Bigger owners needed for C&C’s attractive cider and whiskey assets
- January 21, 2009
||management announcement of Q3 results, January 2009
||C&C Group plc (Ireland) leading cider producer in Ireland and UK, whiskey exporter
||candidates include Bacardi, Campari, LVMH (for whiskey business)
||public shareholders of C&C
||addition of high -growth Irish whiskey brand to global portfolio
||insufficient scale to convert brand equity into improved market performance
||C&C’s net debt to remain just under x2,0 EBITDA in FY 2009
In late 2008, Glenboden suggested that C&C was ripe for a takeover, and the split up of its cider and spirits businesses. After Q3 2008 saw a further decline in revenues, in particular in the group’s cider activity, we believe this scenario is getting closer. The shine has not yet come off spirits brands’ valuations, and so significant interest in Tullamore Dew whiskey could emerge from a number of global majors; the key for C&C’s management is not to delay this divestment into a recessionary 2009.
C&C’s revenues are in quite steep decline, but at the same time its businesses enjoy high operating margins and marketing support. Thus management’s contention that the group’s brand equity value is high, but that this hasn’t been ‘converted into improved market performance’.
We believe that the fundamental problem is that C&C lacks the sales and distribution to capitalize on its brands, especially after the sale of its soft drinks business CCSD, no.2 in the Irish market, to Britvic in 2007.
Management effectively admits this in the reasons cited for the sales decline - strong competition and an ‘increased off-trade profile’ in the cider market, where C&C is relatively weak; and ‘route to market problems’ preventing tests of its Magners cider brand in Spain and Germany from being successful, in spite of a strong consumer response.
C&C’s valuable brand assets could be more successfully managed by groups with stronger sales and distribution clout. EBITDA margins on its cider and spirits businesses, in H1 2009, were respectively about 30% and 25%, with only a slight decline in Q3 in spite of a fall in cider sales of 19%, and flat sales of spirits in that quarter year-on-year. These premium –segment margins are achieved in spite of, or maybe thanks to, marketing spend of around 20% of sales value in both cider and spirits.
But time is not on C&C’s side, if it decides that sale to bigger players is the route to maximizing value.
The group’s two big ciders brands, Bulmers in Ireland and Magners in the UK, which together constitute nearly 80% of total revenue, are not only in decline in sales terms but also in market share. What’s more, management’s forecast for FY 2009 is even grimmer than Q3 performance.

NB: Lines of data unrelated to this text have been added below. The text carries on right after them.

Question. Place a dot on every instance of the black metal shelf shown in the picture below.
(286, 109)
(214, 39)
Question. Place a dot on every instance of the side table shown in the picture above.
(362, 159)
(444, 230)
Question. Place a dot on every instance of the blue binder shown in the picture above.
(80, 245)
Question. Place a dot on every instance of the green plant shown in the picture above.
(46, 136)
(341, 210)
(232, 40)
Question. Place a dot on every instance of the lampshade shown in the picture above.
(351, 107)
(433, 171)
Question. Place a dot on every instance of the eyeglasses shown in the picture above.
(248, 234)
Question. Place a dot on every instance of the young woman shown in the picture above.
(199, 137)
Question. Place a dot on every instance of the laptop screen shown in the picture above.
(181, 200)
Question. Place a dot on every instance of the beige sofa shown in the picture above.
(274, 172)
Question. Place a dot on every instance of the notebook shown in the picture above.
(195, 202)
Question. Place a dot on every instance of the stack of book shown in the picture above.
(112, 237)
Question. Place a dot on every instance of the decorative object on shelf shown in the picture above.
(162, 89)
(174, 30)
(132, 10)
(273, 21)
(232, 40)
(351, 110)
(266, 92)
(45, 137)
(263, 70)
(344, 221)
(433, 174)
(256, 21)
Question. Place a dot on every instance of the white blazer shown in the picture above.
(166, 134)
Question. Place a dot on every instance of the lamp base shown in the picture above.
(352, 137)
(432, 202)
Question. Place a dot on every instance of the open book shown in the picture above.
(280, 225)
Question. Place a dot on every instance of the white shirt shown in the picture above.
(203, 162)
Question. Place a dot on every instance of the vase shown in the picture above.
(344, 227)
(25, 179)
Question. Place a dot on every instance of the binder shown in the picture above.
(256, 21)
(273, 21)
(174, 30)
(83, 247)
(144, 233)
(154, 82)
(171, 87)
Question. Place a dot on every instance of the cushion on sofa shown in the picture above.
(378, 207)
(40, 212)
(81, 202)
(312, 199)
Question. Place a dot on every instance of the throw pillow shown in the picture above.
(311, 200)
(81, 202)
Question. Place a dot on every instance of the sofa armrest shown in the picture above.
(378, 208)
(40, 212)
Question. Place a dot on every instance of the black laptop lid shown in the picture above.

The most likely acquirer of these brands, in our view, is a brewer that’s looking to diversify its UK portfolio by adding market –leading cider brands, without reducing its margins or sales cost –coverage. Carlsberg falls clearly into that space, after its acquisition of Scottish & Newcastle in 2007. That group is keen to develop its non –beer business, and C&C’s cider brands also have potential across Europe.
On the whiskey side, C&C’s flagship brand, Tullamore Dew, grew by over 20% in volume terms in FY 2008, but has seen that increase slow to just over 10% in both H1 and Q3 2009. Well positioned as an authentic Irish whiskey, it’s sold in 80 markets internationally, and is expected to deliver up to €80 mln in turnover in FY 2009.
Although Irish whiskey is only niche in comparison with Scotch, Tullamore Dew has a lot of potential if slotted into the portfolio of a global spirits producer. The obvious tips, propagated as active acquirors by Glenboden recently, are Bacardi, Campari and possibly LVMH.
Unlike many companies across the food and beverages world at this time, C&C is not under financial pressure (leaving aside pension deficits). Combining management’s operating profit forecast for FY 2009, at € 90 mln, with an estimated D&A of € 20 mln for the year, and assuming that the Q3 net debt figure of € 215 mln is unchanged, the group’s net debt ratio may remain just below 2,0 which is low by alcohol beverage standards.
On the other hand, management must think ahead, and protect the value of its assets from further impairment, because the downside risk going into 2009 is high. Expect some key developments between now and the announcement of FY 2009 results in March.